3:40 PM New York – Stocks on Wall Street turned higher after Fed trimmed its bond buying program for the fifth meeting in a row and cited improving labor market conditions and business spending. Fed also raised its estimate of rates for the next two years.
Stocks on Wall Street rose above morning doldrums after the Fed trimmed bond buying program for the fifth meeting in a row to $35 billion and raised the interest rate outlook in the long term.
S&P 500 index increased 9.81 to 1,951.80 and the Nasdaq Composite Index added 14.27 to 4,351.32.
Fed officials estimated target rate to increase to 1.13% at the end of 2015 and 2.5% in 2016.
The Fed statement also lowered long-term growth for the U.S. economy of 2.1% to 2.3%, compared to 2.2% to 2.3% in March estimate.
The Fed cited improvement in economic activities and noted a “general improvement” in labor market and a resumption in business spending.
Policy makers approved the trimming of the bond buying program by $10 billion to $35 billion and the Federal Open Market Committee repeated earlier statement to “reduce the pace of asset purchase in further measured steps.”
Fed also noted that rates are likely to remain low for a “considerable time” after the bond purchase program ends.
In London trading, FTSE 100 index gained 0.3% or 17.66 to 6,784.43 and in Frankfurt the DAX index rose 0.2% or 20.14 to 9,940.46.
In Paris, CAC 40 index inched lower 0.05% or 2.25 to 4,533.82.
In European corporate earnings news, Berkeley Group profit surged 40% to £293 million on 18% increase in revenues.
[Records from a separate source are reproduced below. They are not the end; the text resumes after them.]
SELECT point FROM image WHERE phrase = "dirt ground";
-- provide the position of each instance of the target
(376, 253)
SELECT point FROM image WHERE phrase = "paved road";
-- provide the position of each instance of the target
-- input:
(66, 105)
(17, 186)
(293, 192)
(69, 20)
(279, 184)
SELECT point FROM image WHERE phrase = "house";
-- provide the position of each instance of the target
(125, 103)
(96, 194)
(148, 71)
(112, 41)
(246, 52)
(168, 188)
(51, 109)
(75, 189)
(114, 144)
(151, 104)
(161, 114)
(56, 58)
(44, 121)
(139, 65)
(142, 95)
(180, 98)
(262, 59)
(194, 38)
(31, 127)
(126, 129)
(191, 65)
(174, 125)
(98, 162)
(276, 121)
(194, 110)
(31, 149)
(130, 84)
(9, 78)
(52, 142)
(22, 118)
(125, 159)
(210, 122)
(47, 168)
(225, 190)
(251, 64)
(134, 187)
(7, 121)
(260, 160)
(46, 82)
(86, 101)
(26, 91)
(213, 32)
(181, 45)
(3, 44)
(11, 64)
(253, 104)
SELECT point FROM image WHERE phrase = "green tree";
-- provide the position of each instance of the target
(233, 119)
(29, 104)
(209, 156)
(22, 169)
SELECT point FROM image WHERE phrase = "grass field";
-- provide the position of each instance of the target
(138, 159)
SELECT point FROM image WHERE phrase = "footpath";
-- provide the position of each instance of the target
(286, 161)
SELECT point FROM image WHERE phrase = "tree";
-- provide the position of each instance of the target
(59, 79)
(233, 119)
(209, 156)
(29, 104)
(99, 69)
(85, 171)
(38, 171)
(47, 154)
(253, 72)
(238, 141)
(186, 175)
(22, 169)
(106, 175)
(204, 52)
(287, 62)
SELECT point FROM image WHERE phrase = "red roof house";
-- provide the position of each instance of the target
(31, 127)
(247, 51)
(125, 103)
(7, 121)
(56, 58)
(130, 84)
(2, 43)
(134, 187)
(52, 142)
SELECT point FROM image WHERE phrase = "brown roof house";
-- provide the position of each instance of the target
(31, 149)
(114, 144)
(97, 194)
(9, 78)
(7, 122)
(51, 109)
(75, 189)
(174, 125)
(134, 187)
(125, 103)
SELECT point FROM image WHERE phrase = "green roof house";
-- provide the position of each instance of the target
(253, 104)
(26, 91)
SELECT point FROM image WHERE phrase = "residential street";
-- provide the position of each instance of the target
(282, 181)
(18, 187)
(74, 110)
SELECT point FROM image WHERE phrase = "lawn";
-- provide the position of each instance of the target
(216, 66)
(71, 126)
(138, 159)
BMW plans to reduce operating costs by €4 billion. First Quantum Minerals agreed to acquire Lumina Copper for $470 million. Premier Foods spun off its brand business.
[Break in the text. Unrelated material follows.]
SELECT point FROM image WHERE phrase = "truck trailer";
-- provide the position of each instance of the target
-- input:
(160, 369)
Stocks in Tokyo close higher and market indexes gained and yen trading was in focus after investors sought the safety in currency on the rising tensions in Iraq.
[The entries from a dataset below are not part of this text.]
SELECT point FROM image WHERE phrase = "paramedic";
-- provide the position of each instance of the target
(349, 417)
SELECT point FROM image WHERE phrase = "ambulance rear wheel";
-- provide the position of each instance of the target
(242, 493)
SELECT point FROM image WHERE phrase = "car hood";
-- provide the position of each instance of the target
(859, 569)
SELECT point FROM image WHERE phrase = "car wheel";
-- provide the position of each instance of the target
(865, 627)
The Nikkei 225 Stock Average jumped 139.83 or 0.9% to 15,115.80 and the broader Topix index increased 10.95 to 1,249.15.
The yen weakened to close at 102.28 against one U.S. dollar.
Japan Trade Deficit Declined
Japan reported trade deficit declined for the 23rd month in a row.
Japan’s trade deficit narrowed to 909 billion yen or $8.9 billion, 23rd monthly decline in a row and dropped 8.3% from a year ago month.
Imports dropped 3.6% to 6.516.5 trillion yen down for the first time in 19 months and exports fell 2.7% to 5.6076 trillion from a year ago, first decline in 15 months.
In May, exports to China rose 0.4% to 1.0497 trillion yen while imports slumped 2.7% to 1.4191 trillion yen, the first drop in 17 months from a year earlier.